For while the warrior in me–the self-consciously ballsy kid who’d joined the Marines for the glamour and the danger–lamented not having seen action, there was another, more sensible part of myself that felt immense relief at this reprieve. And reprieve it was. For all of us knew that the invasion of Japan was in the offing, and that we’d be involved in no more feints or diversions. We’d be in the vanguard.
William Styron’s Rat Beach is a look inside the thoughts and emotions of a young Marine lieutenant waiting on Saipan in the summer of 1945 for the invasion of Japan. It captures the unrelenting boredom and terror of war, as he and his comrades wait for what they expect to be “the toughest fight in the history of the Marines.”

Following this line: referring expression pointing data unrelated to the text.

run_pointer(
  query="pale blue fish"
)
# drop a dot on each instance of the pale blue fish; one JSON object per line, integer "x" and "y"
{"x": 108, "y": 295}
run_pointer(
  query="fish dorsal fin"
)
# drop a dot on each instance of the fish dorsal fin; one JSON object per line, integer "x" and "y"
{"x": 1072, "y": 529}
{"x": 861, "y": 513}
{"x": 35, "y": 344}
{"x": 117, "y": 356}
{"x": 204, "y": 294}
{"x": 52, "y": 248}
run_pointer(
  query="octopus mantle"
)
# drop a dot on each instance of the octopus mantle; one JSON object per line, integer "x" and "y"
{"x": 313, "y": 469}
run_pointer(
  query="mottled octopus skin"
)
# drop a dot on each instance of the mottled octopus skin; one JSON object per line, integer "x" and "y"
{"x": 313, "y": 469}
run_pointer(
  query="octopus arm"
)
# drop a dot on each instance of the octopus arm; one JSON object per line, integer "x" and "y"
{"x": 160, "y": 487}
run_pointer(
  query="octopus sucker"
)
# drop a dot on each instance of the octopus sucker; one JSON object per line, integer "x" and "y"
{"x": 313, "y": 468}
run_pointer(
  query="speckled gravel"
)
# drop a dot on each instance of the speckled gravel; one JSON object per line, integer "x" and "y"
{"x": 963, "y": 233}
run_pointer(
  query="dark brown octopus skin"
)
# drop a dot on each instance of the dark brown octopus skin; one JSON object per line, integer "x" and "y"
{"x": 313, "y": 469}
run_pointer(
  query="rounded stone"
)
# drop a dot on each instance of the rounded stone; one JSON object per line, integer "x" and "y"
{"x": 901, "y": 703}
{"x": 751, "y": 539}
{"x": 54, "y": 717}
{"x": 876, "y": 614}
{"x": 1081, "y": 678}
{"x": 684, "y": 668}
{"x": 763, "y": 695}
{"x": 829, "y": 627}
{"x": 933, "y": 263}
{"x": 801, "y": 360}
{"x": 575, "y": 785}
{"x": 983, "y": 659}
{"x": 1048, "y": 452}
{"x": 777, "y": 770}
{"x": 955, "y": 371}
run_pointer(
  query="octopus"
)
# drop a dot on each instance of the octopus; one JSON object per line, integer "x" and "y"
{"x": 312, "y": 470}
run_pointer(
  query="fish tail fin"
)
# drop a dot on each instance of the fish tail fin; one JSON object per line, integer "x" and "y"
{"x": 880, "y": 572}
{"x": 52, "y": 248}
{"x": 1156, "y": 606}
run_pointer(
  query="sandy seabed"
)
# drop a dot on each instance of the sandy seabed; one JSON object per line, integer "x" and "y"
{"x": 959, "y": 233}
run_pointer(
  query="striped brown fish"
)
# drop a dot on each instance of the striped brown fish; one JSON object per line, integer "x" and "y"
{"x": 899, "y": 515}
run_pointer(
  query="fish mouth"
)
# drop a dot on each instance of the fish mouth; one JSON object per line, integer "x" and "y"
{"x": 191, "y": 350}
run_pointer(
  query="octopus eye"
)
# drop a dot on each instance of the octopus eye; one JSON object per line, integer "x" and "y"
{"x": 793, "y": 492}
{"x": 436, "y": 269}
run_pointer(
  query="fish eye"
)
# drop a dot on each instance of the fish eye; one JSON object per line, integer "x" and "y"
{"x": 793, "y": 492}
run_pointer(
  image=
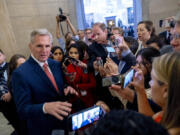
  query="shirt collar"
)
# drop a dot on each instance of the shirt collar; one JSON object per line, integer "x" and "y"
{"x": 2, "y": 65}
{"x": 40, "y": 63}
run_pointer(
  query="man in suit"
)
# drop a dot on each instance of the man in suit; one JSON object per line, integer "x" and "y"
{"x": 38, "y": 88}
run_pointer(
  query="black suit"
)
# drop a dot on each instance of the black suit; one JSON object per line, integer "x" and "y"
{"x": 32, "y": 88}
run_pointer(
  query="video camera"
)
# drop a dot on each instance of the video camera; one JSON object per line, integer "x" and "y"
{"x": 124, "y": 79}
{"x": 61, "y": 16}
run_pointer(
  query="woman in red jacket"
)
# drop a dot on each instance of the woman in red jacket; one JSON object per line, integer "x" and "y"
{"x": 78, "y": 77}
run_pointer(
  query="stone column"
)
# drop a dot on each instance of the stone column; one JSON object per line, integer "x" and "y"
{"x": 7, "y": 37}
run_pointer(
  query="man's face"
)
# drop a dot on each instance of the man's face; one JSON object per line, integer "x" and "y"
{"x": 99, "y": 35}
{"x": 88, "y": 34}
{"x": 2, "y": 58}
{"x": 41, "y": 47}
{"x": 175, "y": 42}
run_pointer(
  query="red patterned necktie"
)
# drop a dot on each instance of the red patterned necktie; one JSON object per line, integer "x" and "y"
{"x": 50, "y": 76}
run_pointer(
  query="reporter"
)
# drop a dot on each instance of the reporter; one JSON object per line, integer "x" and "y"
{"x": 84, "y": 83}
{"x": 57, "y": 53}
{"x": 144, "y": 63}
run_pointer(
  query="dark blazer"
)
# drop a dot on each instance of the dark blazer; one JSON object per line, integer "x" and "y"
{"x": 163, "y": 37}
{"x": 32, "y": 88}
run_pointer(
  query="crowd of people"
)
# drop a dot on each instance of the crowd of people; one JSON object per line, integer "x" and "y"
{"x": 39, "y": 93}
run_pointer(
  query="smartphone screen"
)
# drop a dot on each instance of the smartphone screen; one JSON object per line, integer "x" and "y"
{"x": 110, "y": 49}
{"x": 128, "y": 78}
{"x": 86, "y": 117}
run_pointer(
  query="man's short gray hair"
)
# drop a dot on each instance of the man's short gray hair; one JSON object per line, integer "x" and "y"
{"x": 41, "y": 32}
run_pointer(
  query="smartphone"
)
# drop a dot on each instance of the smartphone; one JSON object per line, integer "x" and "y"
{"x": 118, "y": 41}
{"x": 99, "y": 61}
{"x": 110, "y": 49}
{"x": 108, "y": 81}
{"x": 84, "y": 118}
{"x": 160, "y": 23}
{"x": 166, "y": 23}
{"x": 127, "y": 78}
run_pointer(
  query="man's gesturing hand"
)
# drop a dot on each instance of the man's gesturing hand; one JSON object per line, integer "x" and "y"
{"x": 58, "y": 109}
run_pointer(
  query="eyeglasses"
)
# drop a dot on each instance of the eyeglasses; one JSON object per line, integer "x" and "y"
{"x": 175, "y": 36}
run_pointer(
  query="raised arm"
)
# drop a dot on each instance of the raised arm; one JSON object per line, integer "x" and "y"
{"x": 57, "y": 28}
{"x": 71, "y": 26}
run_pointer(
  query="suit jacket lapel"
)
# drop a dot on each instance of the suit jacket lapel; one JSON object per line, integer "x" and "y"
{"x": 39, "y": 71}
{"x": 56, "y": 73}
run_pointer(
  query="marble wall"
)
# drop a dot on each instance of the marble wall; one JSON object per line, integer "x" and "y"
{"x": 19, "y": 17}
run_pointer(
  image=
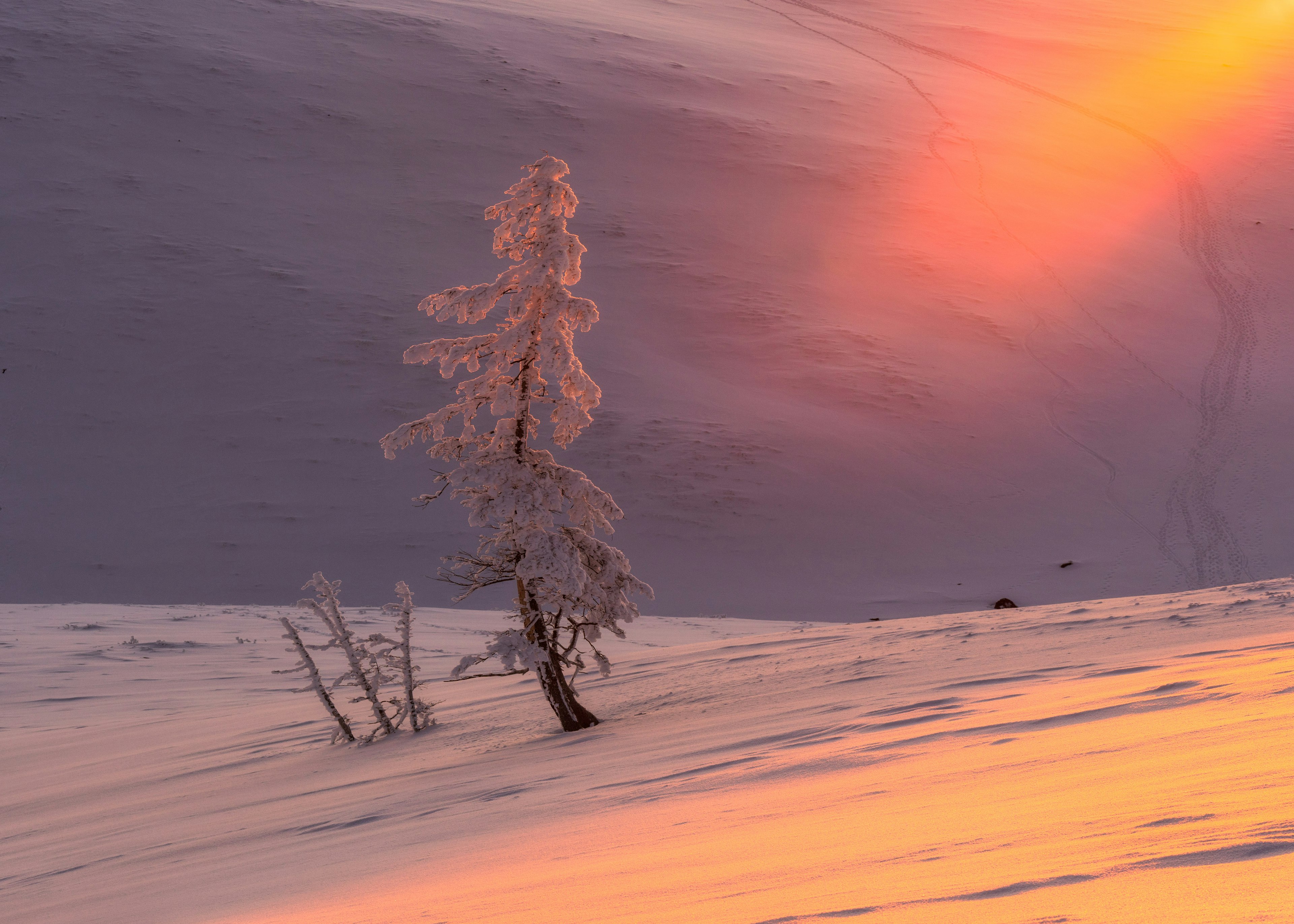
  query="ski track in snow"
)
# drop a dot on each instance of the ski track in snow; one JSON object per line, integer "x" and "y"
{"x": 981, "y": 197}
{"x": 1194, "y": 514}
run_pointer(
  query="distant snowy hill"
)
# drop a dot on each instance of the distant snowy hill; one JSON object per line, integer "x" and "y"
{"x": 1113, "y": 760}
{"x": 905, "y": 305}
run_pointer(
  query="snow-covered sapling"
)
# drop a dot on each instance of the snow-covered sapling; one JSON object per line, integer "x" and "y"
{"x": 399, "y": 656}
{"x": 364, "y": 668}
{"x": 540, "y": 517}
{"x": 307, "y": 665}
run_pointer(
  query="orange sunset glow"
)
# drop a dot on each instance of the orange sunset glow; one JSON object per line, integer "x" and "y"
{"x": 647, "y": 462}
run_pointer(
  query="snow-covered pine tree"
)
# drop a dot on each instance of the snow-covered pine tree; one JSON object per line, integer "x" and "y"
{"x": 571, "y": 585}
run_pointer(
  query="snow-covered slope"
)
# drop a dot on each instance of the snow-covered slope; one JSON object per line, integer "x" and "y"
{"x": 1115, "y": 760}
{"x": 900, "y": 308}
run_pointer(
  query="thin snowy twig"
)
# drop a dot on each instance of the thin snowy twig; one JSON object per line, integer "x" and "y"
{"x": 307, "y": 665}
{"x": 329, "y": 611}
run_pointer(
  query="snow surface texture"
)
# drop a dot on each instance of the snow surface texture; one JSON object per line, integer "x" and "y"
{"x": 1116, "y": 760}
{"x": 882, "y": 332}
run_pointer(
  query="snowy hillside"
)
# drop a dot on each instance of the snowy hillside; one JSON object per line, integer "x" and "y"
{"x": 904, "y": 303}
{"x": 1113, "y": 760}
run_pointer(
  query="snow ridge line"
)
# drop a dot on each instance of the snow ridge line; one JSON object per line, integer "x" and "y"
{"x": 981, "y": 197}
{"x": 1218, "y": 557}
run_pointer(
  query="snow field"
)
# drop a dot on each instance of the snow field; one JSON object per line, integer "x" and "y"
{"x": 1116, "y": 760}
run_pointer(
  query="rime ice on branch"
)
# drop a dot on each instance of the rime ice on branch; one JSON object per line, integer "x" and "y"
{"x": 542, "y": 517}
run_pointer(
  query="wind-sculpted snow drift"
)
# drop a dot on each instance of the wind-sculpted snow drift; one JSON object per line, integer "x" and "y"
{"x": 1121, "y": 758}
{"x": 912, "y": 302}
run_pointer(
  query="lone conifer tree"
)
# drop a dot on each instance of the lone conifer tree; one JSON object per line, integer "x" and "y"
{"x": 570, "y": 584}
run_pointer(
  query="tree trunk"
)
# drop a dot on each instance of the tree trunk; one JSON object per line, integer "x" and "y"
{"x": 552, "y": 677}
{"x": 553, "y": 680}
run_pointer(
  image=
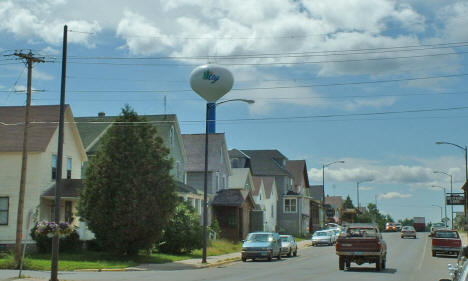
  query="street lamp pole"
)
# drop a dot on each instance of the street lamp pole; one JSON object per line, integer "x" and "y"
{"x": 465, "y": 193}
{"x": 357, "y": 189}
{"x": 323, "y": 185}
{"x": 451, "y": 193}
{"x": 211, "y": 113}
{"x": 445, "y": 202}
{"x": 440, "y": 210}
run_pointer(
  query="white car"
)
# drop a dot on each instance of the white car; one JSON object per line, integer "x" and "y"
{"x": 322, "y": 237}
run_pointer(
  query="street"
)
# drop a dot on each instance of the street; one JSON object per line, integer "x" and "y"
{"x": 407, "y": 260}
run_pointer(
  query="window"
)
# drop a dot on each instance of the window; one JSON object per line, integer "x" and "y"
{"x": 68, "y": 212}
{"x": 4, "y": 206}
{"x": 68, "y": 167}
{"x": 290, "y": 205}
{"x": 54, "y": 166}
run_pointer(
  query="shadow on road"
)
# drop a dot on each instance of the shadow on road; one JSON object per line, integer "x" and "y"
{"x": 372, "y": 270}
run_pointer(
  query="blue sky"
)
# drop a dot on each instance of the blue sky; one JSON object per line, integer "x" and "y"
{"x": 339, "y": 80}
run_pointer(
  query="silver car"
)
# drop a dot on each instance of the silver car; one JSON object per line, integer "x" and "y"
{"x": 322, "y": 237}
{"x": 288, "y": 245}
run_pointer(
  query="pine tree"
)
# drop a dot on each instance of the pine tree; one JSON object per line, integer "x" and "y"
{"x": 129, "y": 193}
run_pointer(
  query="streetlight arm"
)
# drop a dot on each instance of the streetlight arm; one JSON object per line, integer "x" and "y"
{"x": 444, "y": 142}
{"x": 242, "y": 100}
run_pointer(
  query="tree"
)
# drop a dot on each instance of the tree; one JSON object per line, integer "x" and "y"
{"x": 128, "y": 192}
{"x": 348, "y": 203}
{"x": 183, "y": 233}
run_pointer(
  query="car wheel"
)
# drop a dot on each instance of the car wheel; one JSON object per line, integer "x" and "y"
{"x": 378, "y": 264}
{"x": 341, "y": 263}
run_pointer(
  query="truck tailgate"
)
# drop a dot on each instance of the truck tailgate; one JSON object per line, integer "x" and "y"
{"x": 358, "y": 244}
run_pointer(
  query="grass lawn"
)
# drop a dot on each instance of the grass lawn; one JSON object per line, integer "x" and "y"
{"x": 102, "y": 260}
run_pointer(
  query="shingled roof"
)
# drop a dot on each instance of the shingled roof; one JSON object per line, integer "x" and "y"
{"x": 232, "y": 197}
{"x": 93, "y": 128}
{"x": 195, "y": 148}
{"x": 40, "y": 134}
{"x": 69, "y": 188}
{"x": 267, "y": 162}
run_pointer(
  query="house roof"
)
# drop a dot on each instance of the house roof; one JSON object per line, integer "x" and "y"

Styron’s narrator is a bookish young officer, carrying a battered “Pocket Book of Verse” and fearful of failing his men in the invasion. Following a presentation by Navy commanders promising that the beaches of Japan will be softened by the big guns before the landing, his commanding officer gives a combination St. Crispin’s Day speech and harsh reality check, letting them know that the invasion of Japan will be deadly:
The landing beaches will be as impregnable as any such beaches can be made. They’ll have guns zeroed in to blow us apart. But we will have to go in and take that beachhead, even if it means that many of us won’t be coming back.